DBRS Comments on State Street Corporation’s 1Q13 Earnings - Sr. at AA (low)
Banking OrganizationsDBRS, Inc. (DBRS) has today commented on the 1Q13 earnings of State Street Corporation (State Street or the Company). DBRS rates the Company’s Issuer & Senior Debt at AA (low) with a Stable trend.
State Street reported net income available to common shareholders of $455 million for the first quarter, down from $468 million in 4Q12, but up from $417 million in 1Q12. On an operating basis, State Street reported net income available to common shareholders of $443 million for the quarter, down from $521 million in 4Q12, but up from $410 million in 1Q12.
Higher equity markets, stronger foreign exchange trading, and solid expense control (excluding seasonality related to equity incentive compensation for retirement-eligible employees and payroll taxes of $118 million) resulted in positive operating leverage of 145 basis points sequentially. For the quarter, State Street won $223 billion in asset servicing mandates and had $5 billion in net inflows in SSgA, the Company’s asset management business. The Company noted that pipelines remain strong and well-diversified.
During the quarter, assets under custody increased 4.4% to $18.6 trillion, while assets under management increased 4.3% to $2.2 trillion. While investors’ risk appetite increased early in the first quarter, management noted that risk appetite moderated towards the end of the quarter, albeit still at a higher level seen in prior years. Unlike the other trust banks, State Street’s deposit balances increased during the quarter, which contributed to the five basis point sequential quarter decline in the net interest margin to 1.31%.
Operating revenue increased modestly during the quarter to $2.47 billion, as broad-based growth in fee revenues offset lower net interest revenue. Core total asset servicing and asset management fees were up slightly sequentially benefitting from higher equity markets, net new business wins, and higher transaction volumes, which more than offset weaker performance fees within asset management. Positively, market-driven revenues increased during the quarter. Specifically, foreign-exchange trading revenue increased 24% to $146 million reflecting higher volumes and volatility. Meanwhile, securities finance revenue increased over 5% to $78 million driven by slightly higher volumes. However, net interest revenues decreased by 3.8% to $577 million, as average earning asset growth was more than offset by margin pressure and two fewer days in the quarter.
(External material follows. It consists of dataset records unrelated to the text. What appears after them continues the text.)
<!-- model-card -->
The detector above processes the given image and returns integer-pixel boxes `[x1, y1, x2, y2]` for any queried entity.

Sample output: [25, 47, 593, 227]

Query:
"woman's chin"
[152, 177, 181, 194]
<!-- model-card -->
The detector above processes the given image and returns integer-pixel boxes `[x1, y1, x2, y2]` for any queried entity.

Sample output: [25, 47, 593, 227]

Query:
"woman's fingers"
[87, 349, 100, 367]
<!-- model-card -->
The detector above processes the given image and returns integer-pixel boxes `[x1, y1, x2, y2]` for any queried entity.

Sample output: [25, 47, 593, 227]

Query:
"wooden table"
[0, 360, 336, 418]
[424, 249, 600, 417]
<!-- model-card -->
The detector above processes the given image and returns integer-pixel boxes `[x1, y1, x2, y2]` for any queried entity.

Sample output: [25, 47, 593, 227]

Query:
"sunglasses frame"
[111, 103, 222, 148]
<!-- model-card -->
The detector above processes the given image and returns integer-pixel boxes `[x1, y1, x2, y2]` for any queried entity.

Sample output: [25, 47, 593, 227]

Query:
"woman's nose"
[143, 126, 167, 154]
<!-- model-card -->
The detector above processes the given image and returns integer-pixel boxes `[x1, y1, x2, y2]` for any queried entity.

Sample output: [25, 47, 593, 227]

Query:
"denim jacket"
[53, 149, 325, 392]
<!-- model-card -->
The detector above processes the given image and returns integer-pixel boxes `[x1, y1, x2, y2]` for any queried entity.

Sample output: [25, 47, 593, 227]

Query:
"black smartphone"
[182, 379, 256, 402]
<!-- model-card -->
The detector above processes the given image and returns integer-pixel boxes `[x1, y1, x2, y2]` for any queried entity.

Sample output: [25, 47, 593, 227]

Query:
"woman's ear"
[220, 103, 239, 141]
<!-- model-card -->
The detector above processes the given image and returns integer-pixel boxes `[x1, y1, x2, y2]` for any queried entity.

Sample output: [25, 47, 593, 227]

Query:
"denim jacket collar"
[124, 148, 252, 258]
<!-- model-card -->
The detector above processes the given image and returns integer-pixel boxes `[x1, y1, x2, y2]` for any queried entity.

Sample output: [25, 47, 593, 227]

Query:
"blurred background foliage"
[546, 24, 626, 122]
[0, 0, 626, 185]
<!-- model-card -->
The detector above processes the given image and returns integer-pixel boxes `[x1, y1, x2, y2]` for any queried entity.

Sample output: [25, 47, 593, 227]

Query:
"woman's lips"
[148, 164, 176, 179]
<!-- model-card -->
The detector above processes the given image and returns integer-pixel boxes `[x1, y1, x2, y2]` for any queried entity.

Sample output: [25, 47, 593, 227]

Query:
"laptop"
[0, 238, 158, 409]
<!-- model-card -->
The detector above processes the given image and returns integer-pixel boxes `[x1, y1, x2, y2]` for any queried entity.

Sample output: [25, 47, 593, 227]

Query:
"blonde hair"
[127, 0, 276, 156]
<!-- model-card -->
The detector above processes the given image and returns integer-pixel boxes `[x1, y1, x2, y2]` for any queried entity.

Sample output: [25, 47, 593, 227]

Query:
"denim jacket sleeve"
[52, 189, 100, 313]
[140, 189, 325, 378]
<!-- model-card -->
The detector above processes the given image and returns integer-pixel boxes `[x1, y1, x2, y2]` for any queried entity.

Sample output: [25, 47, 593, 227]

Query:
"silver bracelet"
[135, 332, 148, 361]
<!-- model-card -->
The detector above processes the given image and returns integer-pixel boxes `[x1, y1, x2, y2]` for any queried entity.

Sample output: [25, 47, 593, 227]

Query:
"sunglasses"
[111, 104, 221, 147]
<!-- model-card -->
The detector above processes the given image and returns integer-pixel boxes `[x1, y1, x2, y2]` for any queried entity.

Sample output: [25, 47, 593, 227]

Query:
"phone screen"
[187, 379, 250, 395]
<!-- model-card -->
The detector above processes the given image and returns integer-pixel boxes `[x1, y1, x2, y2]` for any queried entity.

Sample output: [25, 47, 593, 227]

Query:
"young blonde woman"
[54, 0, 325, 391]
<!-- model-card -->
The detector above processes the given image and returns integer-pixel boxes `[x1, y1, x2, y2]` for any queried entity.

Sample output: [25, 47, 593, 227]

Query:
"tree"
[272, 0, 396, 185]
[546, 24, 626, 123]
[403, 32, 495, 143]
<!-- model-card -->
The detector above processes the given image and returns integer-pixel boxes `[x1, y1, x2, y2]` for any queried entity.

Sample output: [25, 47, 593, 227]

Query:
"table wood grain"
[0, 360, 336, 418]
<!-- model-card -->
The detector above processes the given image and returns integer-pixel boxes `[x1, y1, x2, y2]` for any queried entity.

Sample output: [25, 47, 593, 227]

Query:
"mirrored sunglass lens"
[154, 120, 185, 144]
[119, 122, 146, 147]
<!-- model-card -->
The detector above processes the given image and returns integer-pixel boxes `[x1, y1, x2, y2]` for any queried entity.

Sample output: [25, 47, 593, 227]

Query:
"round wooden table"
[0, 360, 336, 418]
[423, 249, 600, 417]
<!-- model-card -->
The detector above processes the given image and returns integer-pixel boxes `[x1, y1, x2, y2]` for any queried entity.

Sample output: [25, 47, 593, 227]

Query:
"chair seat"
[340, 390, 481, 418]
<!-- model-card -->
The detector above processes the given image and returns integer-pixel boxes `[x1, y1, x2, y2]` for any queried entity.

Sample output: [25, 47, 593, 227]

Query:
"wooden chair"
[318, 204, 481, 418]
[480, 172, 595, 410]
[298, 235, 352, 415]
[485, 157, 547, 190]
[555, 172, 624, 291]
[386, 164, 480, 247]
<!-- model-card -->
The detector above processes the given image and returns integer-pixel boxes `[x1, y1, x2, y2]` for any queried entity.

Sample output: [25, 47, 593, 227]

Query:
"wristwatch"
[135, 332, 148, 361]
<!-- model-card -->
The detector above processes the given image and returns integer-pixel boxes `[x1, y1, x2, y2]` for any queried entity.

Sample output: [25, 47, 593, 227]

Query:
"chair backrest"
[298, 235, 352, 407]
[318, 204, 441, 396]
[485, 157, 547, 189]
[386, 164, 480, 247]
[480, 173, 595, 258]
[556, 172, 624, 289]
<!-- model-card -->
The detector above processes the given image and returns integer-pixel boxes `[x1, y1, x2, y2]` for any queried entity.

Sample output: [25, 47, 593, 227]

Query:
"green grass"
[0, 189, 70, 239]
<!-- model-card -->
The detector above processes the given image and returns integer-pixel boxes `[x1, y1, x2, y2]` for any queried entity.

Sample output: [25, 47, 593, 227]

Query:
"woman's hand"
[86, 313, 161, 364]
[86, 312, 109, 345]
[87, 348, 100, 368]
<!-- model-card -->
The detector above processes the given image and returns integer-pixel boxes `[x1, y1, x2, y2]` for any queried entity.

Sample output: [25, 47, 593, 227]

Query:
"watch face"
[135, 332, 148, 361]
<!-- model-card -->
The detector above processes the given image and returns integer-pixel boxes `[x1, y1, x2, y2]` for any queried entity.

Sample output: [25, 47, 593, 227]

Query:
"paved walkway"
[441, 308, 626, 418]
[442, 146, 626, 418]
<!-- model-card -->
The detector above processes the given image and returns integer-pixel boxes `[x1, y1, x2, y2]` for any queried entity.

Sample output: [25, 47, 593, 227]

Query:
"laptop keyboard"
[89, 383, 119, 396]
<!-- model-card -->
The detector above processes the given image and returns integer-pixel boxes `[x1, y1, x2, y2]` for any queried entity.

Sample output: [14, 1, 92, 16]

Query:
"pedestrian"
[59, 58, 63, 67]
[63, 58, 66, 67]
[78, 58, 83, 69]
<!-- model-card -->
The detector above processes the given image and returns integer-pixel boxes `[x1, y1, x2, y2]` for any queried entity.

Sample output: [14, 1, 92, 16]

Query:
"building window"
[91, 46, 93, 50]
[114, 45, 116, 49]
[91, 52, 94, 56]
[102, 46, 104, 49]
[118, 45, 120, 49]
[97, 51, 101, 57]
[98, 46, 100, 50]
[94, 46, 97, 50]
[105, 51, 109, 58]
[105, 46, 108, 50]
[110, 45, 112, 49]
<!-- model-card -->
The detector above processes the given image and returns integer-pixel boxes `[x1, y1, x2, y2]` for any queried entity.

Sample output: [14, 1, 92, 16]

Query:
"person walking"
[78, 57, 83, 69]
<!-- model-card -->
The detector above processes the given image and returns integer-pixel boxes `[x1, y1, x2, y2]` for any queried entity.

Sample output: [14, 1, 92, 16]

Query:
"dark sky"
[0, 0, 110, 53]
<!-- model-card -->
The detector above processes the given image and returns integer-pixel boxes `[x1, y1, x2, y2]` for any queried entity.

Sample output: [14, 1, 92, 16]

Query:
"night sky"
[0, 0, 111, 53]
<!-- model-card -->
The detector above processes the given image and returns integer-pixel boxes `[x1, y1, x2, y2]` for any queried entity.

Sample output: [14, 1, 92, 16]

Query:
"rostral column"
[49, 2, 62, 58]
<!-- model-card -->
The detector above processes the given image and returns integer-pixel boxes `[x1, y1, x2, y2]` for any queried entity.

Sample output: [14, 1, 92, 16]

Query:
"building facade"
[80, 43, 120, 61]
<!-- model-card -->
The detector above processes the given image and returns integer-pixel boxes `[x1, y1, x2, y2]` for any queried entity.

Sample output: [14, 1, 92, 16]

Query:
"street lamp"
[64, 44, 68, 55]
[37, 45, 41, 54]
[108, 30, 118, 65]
Operating expenses increased 5.7% to $1.8 billion during the quarter. However, excluding the aforementioned seasonal compensation expenses incurred in 1Q13, expenses would have declined by 1.2%. DBRS notes that the Company continues to execute well on its Business Operations and Information Technology Transformation program with State Street on track to deliver total incremental pre-tax savings in 2013 of approximately $220 million and a total of $575 million to $675 million by the end of 2015.
The $116.4 billion investment portfolio’s unrealized after-tax mark-to-market gain increased by $119 million to $817 million. Approximately 88% of the portfolio is rated AA or higher and the duration remained stable at a relatively conservative 1.7 years, although this is above the 1.5 years targeted by State Street. The Company noted that it purchased $4.5 billion of securities during the quarter with an average yield of 1.05%.
Following the Federal Reserve’s non-objection to State Street’s capital plan, the Company announced a $2.1 billion share repurchase plan and a $0.02 increase in its dividend to $0.26 per share. DBRS notes that among CCAR participants, State Street’s capital plan returns the most capital to shareholders, yet capital remains strong. The Company estimated its pro forma tier 1 common ratio under the most recent NPRs was 10.6% at quarter-end.
Notes:
All figures are in U.S. dollars unless otherwise noted.
[Amended on May the 23rd, 2014 to remove unnecessary disclosures.]